Here is an attempt at an evaluation. There seems to be no Polynomial function generating function to make it simpler, so let’s use a regular series expansion integrated with the Gauss Hypergeometric function:

$$\text f_m(x)=\int_0^\infty t^m e^{-t^2-\frac xt}dt=\int_0^\infty t^m\sum_{n=0}^\infty \frac{(-1)^n (t^2+x t^{-1})^n}{n!}dt= \sum_{n=0}^\infty \frac{(-1)^nt^{m-n+1}}{n!(m-n+1)} \,_2\text F_1\left(\frac{m-n+1}3,-n;\frac{m-n+4}3;-\frac{t^3}x\right)\bigg|_0^\infty$$

Where the Gauss Hypergeometric function is just an Incomplete beta function, but the limits make the hypergeometric function diverge. Please correct me and give me feedback!

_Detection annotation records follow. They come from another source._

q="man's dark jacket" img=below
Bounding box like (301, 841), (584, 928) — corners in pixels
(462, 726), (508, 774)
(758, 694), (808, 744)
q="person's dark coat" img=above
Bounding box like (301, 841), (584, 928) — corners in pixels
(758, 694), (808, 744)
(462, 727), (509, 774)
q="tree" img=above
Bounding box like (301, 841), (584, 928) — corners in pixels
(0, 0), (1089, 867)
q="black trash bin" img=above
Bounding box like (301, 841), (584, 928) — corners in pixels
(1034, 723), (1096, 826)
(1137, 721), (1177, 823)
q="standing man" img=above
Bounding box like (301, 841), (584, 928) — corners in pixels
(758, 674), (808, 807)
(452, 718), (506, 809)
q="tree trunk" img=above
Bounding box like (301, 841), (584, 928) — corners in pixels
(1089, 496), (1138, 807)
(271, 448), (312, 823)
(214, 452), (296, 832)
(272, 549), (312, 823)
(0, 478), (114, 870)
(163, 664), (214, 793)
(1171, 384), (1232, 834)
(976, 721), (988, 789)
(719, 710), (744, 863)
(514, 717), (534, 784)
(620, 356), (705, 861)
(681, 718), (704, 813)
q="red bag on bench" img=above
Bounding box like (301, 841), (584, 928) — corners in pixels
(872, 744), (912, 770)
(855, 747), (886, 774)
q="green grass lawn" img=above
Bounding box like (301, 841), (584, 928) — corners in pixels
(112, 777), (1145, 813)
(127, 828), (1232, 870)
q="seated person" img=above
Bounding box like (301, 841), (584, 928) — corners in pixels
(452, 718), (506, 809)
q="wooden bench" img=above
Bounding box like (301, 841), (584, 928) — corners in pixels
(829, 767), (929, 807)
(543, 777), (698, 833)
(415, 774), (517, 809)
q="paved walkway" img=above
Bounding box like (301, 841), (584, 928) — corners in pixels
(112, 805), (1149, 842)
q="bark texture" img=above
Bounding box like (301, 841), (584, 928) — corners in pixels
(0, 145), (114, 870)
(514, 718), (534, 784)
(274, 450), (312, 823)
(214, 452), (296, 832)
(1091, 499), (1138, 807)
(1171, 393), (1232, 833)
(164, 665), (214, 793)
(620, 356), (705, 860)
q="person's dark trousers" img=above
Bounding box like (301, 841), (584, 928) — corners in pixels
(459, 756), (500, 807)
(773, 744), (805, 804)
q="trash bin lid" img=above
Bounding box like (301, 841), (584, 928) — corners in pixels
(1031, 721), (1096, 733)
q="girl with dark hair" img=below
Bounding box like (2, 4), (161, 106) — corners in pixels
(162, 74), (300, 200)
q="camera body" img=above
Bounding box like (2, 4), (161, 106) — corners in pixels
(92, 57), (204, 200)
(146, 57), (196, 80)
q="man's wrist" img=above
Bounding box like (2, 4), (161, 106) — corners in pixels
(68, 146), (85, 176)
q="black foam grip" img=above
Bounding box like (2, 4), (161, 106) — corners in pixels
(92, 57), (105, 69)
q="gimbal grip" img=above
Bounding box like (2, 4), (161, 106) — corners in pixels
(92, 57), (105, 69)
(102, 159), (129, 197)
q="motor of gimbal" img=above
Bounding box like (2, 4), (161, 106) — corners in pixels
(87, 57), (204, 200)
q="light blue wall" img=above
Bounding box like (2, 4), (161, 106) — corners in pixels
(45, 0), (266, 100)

Note that an equivalent problem is solving it’s recurrence relation also found on NIST:

$$\text f_m(x)\mathop=^{m\ge 2}\frac{m-1}2\text f_{m-2}(x)+\frac x2 \text f_{m-3}(x)$$

also a paper called “ Evaluation of Abramowitz functions in the right half of the complex plane” states that a linear partial differential equation for the function is:

$$x\frac {d^3}{dx^3}\text f_m(x)+(1-m)\frac{d^2}{dx^2}\text f_m(x)+2\text f_m(x)=0 \implies \text f_m(x)=\frac12 c_2(m)x\,_0\text F_2\left(\frac32,1-\frac m2;-\frac{x^2}4\right)+c_1(m) \,_0\text F_2\left(\frac12,\frac{1-m}2;-\frac{x^2}4\right) +\left(\frac x2\right)^{m+1}c_3(m)\,_0\text F_2\left(\frac m2+1,\frac{m+3}2;-\frac{x^2}4\right)$$

and the very simple delay differential equation:

$$x\frac{d\,\text f_m(x)}{dx}=-\text f_{m-1}(x)$$

New Question

It has been figured out by @Gary and Claude Leibovici, partly from a CAS, that we have a new decomposition formula for $\,_0\text F_2$:

$$\boxed{\text f_m(x>0)=\frac12\Gamma\left(\frac{m+1}2\right)\,_0\text F_2\left(\frac12,\frac{1-m}2;-\frac{x^2}4\right)-\frac x2\Gamma\left(\frac m2\right) \,_0\text F_2\left(\frac32,1-\frac{m}2;-\frac{x^2}4\right)+x^{m+1}\Gamma(-m-1) \,_0\text F_2\left(\frac m2+1,\frac{m+3}2;-\frac{x^2}4\right)} $$

How does one get this solution from $xy’’’+(1-m)y’’+2y=0,y=y(x)$? One idea is a power series where the coefficients are a hypergeometric series. I know the question has changes, but this is a question, so a new one is here.